# Discussion of Fox & Friends, “Bayesian Structure Learning for Stationary Time Series”

[latexpage]

Last week in lab meeting I discussed a paper from Emily Fox’s group [TFF15], Bayesian Structure Learning for Stationary Time Series.

If you’ve read Carvalho and Scott’s paper on Bayesian inference for graphical models [CS09], then you’ll find [TFF15] a natural extension to [CS09] and reading the latter is surely the best way to get your head wrapped around the former.

From my view [TFF15] makes 2 main contributions:
1) Formulating the graph inference problem in terms of time series by borrowing from [CS09]
2) Formulating the problem in the Fourier domain, making the problem tractable.

On the way to making the problem properly specified, [TFF15] introduced a new conjugate prior on complex normal distributions defined on graphs, the hyper- complex inverse Wishart distribution.

To give you a little background, [CS09] used an algorithm (FINCS, originally developed in [CS08]) for inferring a undirected graph that defines conditional dependence between random variables when

1. variables are Gaussian distributed
2. observations are independent
3. the admissible graphs are “decomposable,” which mean that the graph can be unambiguously described by a bunch of cliques and their intersecting nodes (called “separators”).

Solving the problem in these terms provides some convenient simplifications.

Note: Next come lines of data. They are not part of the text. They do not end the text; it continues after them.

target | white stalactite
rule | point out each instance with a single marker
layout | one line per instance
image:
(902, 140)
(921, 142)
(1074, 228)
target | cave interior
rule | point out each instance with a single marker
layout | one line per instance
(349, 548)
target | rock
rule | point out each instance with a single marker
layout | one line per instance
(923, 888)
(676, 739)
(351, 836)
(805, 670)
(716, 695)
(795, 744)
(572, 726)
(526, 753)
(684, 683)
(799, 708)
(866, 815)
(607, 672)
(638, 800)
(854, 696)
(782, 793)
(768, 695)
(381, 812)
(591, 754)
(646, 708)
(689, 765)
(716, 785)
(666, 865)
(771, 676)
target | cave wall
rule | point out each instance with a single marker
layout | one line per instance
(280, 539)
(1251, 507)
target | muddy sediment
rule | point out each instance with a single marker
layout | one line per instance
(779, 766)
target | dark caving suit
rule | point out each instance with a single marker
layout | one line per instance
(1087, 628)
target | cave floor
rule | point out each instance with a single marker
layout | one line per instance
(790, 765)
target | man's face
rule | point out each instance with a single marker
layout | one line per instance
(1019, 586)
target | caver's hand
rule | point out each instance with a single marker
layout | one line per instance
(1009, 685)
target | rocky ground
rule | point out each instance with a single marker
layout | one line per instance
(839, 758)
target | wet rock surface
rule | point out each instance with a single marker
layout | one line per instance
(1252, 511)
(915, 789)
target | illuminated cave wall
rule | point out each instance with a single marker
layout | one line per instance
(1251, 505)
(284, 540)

The first simplification, owing to the variables being Gaussian, is a well-known result by Dempster [Demp72],

Suppose $X = (X_1,\dots,X_p)^T\sim \mathcal{N}(0,\Sigma)$, and $Z_{ij}\equiv \{\text{all } X_k, k\in (1,\dots,p)| k\neq i,j\}$. Then $[\Sigma]_{ij}^{-1} = 0$ implies $P(X_i,X_j|Z_{ij})=P(X_i|Z_{ij})P(X_j|Z_{ij})$.

In other words, $X_i$ and $X_j$ are independent, conditionally on all other variables, when the inverse covariance matrix has a 0 in the $i,j^\text{th}$ element. Thus, the problem of evaluating the likelihood of a graph becomes the problem of evaluating the likelihood of a covariance that satisfies the corresponding pattern of 0’s in $\Sigma^{-1}$.

The simplification relies upon the restriction of searching over decomposable graphs on more way than one. Not only does FINCS relyupon this assumption but decomposability provides for a convenient factorization of the prior. Conditioned on the graph $G$, the prior can be decomposed in terms of cliques $\mathcal{C}$ and separators $\mathcal{S}$: $p(\Sigma|G) = \frac{\prod_{C\in\mathcal{C}}p(\Sigma_C|\delta,W_C)}{\prod_{S\in\mathcal{S}}p(\Sigma_S|delta,W_S)},$

where $(b, D)$ are the parameters of the hyper- inverse Wishart distribution; the conjugate prior for the covariance parameters of a Gaussian distribution that obeys the conditional independence laws defined by the graph. This dramatically reduces the complexity since operations need only be performed on covariance matrices that are the size of the cliques and separators, and not on the full dimensionality of the observations.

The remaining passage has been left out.